Cette satisfaction n’efface pas les exigences vis-à-vis de l’encadrement. Les attentes à l’égard du manager sont élevées et relativement nettes. Les critères les mieux remplis sont la confiance et l’autonomie, reconnues par 89 % des répondants, puis la reconnaissance de la performance à 83 % et la transparence à 80 %. La protection de l’équipe et l’expertise métier suivent, à 77 % et 72 %. En revanche, certains ressorts restent plus fragiles, notamment la capacité du manager à aider au développement de l’employabilité, citée par 54 % des jeunes diplômés, ou à se montrer véritablement inspirant, à 58 %. Le manager attendu n’est donc pas seulement un supérieur compétent, c’est aussi un passeur, un facilitateur, un repère dans les premières années de carrière.

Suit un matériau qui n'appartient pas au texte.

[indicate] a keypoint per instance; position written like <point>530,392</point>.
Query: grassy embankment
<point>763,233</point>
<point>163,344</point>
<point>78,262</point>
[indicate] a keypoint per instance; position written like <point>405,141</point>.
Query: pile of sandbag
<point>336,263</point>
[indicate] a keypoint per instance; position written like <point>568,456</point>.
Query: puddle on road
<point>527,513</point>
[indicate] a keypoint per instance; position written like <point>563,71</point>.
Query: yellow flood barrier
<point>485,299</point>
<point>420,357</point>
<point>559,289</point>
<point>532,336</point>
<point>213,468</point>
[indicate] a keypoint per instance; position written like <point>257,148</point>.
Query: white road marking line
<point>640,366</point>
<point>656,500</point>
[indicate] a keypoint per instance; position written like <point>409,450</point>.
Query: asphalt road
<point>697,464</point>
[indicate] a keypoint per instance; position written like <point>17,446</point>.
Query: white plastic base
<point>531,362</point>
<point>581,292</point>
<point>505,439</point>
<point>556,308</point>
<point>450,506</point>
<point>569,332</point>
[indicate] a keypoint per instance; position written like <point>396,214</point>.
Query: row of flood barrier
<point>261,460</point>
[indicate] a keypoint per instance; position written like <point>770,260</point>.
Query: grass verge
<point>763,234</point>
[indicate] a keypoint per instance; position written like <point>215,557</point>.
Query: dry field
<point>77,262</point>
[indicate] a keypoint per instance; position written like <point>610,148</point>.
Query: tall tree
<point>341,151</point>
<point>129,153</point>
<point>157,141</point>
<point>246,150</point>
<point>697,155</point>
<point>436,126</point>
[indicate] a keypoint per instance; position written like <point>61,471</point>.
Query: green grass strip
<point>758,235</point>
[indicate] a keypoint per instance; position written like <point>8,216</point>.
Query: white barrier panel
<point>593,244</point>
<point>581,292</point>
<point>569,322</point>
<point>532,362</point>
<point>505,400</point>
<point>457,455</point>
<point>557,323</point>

L’intégration dans l’entreprise constitue d’ailleurs un autre point d’attention. Seuls 58 % des répondants ont le sentiment d’avoir bénéficié d’un dispositif d’accueil spécifique à leur prise de poste. Pourtant, les attentes sont massives, 77 % jugent importante une formation spécifique à la prise de fonction, 74 % souhaitent une présentation claire des perspectives d’évolution, 72 % un programme d’onboarding complet et 71 % un accompagnement par un membre de l’équipe. Le besoin d’encadrement ne traduit pas une demande d’assistance permanente. Il exprime plutôt une attente de lisibilité, dans des environnements professionnels plus complexes, plus mouvants et plus exigeants qu’anticipé.
Dernier enseignement, et non des moindres, la formation reçue reste largement validée. Près de neuf jeunes diplômés sur dix, 89 %, recommanderaient leur cursus académique pour l’emploi qu’ils occupent.

Dans un moment où les établissements sont sommés de prouver l’utilité concrète de leurs diplômes, ce chiffre pèse. Il ne dit pas que tout est réglé. Les Grandes Ecoles doivent encore et toujours redoubler d’efforts pour prendre le train de l’IA et former des profils répondant parfaitement aux enjeux forcément volatiles du marché.